1611 Working Group News on Trade – November 2016
- Update Ghana interim Economic Partnership Agreement and the European Parliament
The International Trade Committee of European Parliament (INTA) voted on the Ghana interim Economic Partnership Agreement (iEPA) last 11th November 2016. The Ghana iEPA may now go into application soon so that Ghana’s trade preferences will no longer be based on Cotonou or MAR1528 but on the iEPA itself. The European Union and Ghana will have to discuss which tariff liberalisation schedule Ghana will apply as the tariff liberalisation schedule of the iEPA is outdated and its point of departure no longer exists. The ECOWAS Common External Tariff is one of the instruments of harmonising ECOWAS Member States and strengthening its Common Market.
2. EU-Africa deal comes into effect
The SADC-EU EPA between the EU and Southern African states has come into effect. The agreement grants extensive access to the EU trade market to Botswana, Lesotho, Mozambique, Namibia, South Africa and Swaziland, in most sectors, free from duties and quotas, but the EU retains the ability to protect domestic European markets if they are at risk from competition. The region is a prominent exporter of diamonds, beef, fish, sugar, oil and aluminium to the EU. Meanwhile, South Africa exports a more diverse array of products to the EU including manufactured goods.
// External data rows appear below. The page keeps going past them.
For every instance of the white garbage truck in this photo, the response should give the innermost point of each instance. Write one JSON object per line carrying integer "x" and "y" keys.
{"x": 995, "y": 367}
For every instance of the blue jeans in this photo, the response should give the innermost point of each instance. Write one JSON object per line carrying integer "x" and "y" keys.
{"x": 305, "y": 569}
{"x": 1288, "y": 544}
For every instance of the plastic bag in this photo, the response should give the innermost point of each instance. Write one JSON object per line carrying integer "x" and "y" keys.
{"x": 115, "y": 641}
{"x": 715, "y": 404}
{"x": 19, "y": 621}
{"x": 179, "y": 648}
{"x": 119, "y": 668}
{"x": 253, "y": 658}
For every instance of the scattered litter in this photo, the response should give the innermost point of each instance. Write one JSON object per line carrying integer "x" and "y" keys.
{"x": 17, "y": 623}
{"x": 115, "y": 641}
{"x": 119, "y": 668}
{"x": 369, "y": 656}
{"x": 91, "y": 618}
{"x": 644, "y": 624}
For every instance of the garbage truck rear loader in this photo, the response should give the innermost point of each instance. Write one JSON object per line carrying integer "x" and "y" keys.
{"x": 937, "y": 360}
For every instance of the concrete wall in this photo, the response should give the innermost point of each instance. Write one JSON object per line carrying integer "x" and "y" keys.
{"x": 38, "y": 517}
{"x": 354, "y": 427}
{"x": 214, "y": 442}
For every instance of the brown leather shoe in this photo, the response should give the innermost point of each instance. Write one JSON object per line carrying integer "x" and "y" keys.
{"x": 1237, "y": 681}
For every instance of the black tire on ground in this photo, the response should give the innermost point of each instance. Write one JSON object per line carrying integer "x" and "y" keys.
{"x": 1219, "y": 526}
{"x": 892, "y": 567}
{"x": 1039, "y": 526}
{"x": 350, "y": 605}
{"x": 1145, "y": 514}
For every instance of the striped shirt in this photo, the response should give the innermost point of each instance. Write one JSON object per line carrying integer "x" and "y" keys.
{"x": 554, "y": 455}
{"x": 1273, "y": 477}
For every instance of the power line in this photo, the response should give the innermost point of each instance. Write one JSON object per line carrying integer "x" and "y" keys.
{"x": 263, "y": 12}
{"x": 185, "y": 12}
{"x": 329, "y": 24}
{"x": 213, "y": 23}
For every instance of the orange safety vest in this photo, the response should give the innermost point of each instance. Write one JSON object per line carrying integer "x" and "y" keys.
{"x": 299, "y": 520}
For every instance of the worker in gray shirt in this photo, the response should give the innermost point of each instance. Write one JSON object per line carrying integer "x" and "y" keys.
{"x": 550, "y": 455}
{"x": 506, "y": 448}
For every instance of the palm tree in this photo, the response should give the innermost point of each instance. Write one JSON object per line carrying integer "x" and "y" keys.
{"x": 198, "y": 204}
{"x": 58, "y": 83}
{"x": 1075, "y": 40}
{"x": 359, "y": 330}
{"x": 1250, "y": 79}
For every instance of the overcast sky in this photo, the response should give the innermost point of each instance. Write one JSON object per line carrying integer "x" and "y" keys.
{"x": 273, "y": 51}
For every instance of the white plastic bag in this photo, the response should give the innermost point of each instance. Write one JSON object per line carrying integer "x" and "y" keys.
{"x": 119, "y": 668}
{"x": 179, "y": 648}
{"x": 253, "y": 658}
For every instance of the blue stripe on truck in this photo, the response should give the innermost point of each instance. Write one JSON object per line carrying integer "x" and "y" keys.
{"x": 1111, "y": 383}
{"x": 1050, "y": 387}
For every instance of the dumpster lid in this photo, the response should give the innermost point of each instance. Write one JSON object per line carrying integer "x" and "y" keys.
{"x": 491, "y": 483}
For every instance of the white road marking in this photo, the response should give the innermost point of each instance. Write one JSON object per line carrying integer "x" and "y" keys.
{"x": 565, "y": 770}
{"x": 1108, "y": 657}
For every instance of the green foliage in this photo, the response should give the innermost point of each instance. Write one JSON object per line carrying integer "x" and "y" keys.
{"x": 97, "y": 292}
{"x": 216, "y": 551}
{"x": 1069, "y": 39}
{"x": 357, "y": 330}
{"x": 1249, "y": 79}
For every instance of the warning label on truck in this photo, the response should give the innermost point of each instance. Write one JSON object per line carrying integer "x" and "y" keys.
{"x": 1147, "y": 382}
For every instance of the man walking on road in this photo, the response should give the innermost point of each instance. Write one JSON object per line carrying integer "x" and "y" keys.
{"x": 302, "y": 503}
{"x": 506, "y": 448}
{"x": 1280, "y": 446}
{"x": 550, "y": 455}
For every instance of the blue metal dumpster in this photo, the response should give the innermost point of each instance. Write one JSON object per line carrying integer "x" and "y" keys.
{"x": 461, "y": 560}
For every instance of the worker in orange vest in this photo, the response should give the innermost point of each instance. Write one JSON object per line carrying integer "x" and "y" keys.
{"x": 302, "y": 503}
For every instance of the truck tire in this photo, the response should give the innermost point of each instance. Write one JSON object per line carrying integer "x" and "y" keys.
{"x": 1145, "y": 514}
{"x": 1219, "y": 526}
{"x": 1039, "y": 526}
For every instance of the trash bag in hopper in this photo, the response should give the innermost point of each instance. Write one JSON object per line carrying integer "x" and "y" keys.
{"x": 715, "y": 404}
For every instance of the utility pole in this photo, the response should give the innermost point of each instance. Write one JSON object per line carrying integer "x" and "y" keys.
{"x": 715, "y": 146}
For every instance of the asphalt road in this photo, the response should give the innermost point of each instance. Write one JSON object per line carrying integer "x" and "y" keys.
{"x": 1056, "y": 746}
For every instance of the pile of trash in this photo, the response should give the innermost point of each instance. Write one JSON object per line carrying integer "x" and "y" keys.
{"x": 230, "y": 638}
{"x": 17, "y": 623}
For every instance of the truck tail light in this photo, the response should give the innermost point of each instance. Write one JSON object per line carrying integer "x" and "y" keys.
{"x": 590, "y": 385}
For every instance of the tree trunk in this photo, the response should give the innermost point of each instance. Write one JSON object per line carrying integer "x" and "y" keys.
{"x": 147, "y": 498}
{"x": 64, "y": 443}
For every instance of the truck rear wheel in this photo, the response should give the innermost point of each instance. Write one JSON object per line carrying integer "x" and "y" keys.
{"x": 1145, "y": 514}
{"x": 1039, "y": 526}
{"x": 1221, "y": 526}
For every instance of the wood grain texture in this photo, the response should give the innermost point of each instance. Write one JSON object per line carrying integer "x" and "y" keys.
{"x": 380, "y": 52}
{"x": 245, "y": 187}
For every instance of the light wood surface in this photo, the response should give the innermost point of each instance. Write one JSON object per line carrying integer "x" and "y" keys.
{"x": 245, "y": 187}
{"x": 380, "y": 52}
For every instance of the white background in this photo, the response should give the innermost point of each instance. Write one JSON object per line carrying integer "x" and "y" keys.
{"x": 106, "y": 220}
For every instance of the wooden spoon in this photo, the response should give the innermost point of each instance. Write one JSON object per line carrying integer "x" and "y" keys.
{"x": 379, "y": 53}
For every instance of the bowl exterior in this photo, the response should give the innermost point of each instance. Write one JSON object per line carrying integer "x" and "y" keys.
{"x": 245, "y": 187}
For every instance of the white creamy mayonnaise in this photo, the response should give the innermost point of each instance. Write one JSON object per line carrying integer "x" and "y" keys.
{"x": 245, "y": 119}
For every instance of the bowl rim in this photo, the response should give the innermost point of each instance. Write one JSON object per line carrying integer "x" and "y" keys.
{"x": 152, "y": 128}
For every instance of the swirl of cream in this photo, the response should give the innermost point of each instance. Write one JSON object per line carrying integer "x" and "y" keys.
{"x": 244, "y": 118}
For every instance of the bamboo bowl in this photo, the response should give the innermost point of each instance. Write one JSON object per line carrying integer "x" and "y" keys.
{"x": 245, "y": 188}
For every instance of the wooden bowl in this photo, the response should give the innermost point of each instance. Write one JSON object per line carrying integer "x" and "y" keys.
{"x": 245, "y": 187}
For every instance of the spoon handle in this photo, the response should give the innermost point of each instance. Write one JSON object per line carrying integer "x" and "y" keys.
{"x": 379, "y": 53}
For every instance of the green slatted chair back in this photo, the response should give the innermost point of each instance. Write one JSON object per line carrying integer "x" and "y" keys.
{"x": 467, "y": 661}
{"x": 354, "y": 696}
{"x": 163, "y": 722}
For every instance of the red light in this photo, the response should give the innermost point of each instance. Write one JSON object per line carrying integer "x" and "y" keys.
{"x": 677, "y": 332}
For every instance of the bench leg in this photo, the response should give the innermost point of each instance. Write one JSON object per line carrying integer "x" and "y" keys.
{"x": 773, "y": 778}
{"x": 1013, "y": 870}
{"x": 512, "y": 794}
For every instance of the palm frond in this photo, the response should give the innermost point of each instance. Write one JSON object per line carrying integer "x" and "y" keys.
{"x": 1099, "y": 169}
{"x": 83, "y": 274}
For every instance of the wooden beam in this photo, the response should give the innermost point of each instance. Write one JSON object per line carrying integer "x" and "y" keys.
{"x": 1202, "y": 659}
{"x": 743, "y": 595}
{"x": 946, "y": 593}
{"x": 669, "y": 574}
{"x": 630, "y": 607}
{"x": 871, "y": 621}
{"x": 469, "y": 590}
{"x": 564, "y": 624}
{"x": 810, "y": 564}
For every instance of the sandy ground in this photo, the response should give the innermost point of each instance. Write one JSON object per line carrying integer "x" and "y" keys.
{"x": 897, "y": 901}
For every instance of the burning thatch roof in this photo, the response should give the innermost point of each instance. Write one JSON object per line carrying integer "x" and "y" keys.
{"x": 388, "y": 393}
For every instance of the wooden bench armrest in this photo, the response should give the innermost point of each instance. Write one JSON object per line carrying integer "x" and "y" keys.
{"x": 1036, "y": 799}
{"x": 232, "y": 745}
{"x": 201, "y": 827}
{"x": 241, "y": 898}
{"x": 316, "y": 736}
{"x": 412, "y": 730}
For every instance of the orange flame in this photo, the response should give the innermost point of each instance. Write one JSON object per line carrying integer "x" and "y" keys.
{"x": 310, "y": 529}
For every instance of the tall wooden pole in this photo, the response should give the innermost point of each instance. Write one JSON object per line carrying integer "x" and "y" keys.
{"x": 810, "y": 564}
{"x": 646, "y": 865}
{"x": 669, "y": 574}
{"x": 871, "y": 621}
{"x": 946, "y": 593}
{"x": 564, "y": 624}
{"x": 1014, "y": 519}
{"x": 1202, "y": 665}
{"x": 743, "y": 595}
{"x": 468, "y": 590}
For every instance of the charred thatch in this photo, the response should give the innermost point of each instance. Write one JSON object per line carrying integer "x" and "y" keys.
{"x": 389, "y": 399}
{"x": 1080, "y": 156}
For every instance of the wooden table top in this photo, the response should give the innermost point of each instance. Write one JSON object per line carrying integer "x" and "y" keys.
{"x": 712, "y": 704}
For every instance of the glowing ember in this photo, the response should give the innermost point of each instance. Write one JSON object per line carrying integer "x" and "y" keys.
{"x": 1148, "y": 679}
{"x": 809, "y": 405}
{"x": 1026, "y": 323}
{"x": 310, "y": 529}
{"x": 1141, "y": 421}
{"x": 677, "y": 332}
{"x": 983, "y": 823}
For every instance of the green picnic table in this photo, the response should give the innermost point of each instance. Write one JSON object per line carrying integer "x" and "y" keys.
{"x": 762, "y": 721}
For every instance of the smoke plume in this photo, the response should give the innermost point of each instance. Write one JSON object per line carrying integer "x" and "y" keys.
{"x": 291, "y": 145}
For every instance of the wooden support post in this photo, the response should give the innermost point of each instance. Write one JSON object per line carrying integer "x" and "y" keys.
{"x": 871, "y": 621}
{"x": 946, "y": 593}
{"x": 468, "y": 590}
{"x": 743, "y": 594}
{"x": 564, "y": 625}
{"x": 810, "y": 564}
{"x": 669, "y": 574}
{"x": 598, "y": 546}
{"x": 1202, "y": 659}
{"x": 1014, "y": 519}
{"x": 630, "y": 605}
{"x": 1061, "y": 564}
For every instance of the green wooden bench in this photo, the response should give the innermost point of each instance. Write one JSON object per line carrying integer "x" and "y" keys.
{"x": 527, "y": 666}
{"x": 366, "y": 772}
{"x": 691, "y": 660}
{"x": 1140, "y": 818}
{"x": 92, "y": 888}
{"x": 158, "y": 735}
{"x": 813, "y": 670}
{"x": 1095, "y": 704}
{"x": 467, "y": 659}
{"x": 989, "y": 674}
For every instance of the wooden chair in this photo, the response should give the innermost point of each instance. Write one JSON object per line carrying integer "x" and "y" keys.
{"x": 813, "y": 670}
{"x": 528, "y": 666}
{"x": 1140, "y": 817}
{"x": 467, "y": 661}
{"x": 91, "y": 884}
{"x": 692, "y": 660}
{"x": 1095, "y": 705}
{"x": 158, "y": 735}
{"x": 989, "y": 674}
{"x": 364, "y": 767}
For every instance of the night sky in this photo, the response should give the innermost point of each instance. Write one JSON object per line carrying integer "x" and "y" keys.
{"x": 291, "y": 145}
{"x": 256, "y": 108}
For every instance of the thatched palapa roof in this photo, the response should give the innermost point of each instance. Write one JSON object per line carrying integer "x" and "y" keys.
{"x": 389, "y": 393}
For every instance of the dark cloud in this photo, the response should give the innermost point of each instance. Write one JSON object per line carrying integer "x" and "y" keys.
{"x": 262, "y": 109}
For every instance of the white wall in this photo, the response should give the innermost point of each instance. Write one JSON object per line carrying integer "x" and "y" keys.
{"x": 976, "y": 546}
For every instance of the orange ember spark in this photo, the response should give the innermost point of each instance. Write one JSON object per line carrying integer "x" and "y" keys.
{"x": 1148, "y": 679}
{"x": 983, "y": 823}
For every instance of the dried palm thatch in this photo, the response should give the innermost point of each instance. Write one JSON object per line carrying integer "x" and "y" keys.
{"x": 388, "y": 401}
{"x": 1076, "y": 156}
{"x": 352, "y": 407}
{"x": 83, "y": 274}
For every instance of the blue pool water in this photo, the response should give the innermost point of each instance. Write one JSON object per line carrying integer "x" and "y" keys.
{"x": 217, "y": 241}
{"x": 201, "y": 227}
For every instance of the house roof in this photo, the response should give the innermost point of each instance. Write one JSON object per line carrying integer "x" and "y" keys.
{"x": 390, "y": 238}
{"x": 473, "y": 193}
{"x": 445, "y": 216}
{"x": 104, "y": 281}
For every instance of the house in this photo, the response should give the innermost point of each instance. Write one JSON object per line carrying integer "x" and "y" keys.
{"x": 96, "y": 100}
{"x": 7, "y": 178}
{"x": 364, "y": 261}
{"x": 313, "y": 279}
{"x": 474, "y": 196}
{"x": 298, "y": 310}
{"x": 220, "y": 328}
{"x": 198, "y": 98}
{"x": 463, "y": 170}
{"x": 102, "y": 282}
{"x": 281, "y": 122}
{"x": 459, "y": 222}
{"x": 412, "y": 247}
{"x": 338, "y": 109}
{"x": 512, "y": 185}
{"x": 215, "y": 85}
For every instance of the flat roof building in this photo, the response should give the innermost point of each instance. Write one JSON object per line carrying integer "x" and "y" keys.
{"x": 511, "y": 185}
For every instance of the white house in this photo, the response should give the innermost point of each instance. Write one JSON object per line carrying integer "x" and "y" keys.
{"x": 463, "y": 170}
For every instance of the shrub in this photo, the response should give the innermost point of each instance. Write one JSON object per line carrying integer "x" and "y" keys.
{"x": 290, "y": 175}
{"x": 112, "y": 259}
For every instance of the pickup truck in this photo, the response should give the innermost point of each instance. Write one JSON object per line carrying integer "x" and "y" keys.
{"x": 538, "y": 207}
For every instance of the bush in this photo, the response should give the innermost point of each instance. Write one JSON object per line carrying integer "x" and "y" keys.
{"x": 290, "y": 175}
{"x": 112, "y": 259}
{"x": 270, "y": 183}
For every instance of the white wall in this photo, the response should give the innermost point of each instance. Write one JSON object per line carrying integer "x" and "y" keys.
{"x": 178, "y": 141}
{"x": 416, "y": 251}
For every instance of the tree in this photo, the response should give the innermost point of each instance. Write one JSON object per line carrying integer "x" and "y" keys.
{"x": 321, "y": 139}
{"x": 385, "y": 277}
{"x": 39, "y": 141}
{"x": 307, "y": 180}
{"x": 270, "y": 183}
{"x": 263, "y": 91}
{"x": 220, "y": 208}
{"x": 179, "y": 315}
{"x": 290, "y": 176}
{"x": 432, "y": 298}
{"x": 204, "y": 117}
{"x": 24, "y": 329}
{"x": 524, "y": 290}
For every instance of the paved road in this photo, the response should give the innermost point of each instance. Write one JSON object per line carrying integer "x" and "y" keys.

3. EU’s EPA strategy detrimental to Africa – ECOWAS farmers
The Economic Community of West Africa States ECOWAS,’ farmers have called on African leaders to resist the pressure being put on them by the EU to sign the EPA. The farmers group said the pressure and the strategies implemented by the EU to achieve the EPA put serious doubts about the real objectives. ECOWAS said that the reciprocal market opening asked by the EU that is the world’s premier economic trade zone, will weaken different economic sectors, including emerging industries, by subjecting them to fierce and unfair competition with products of European economies.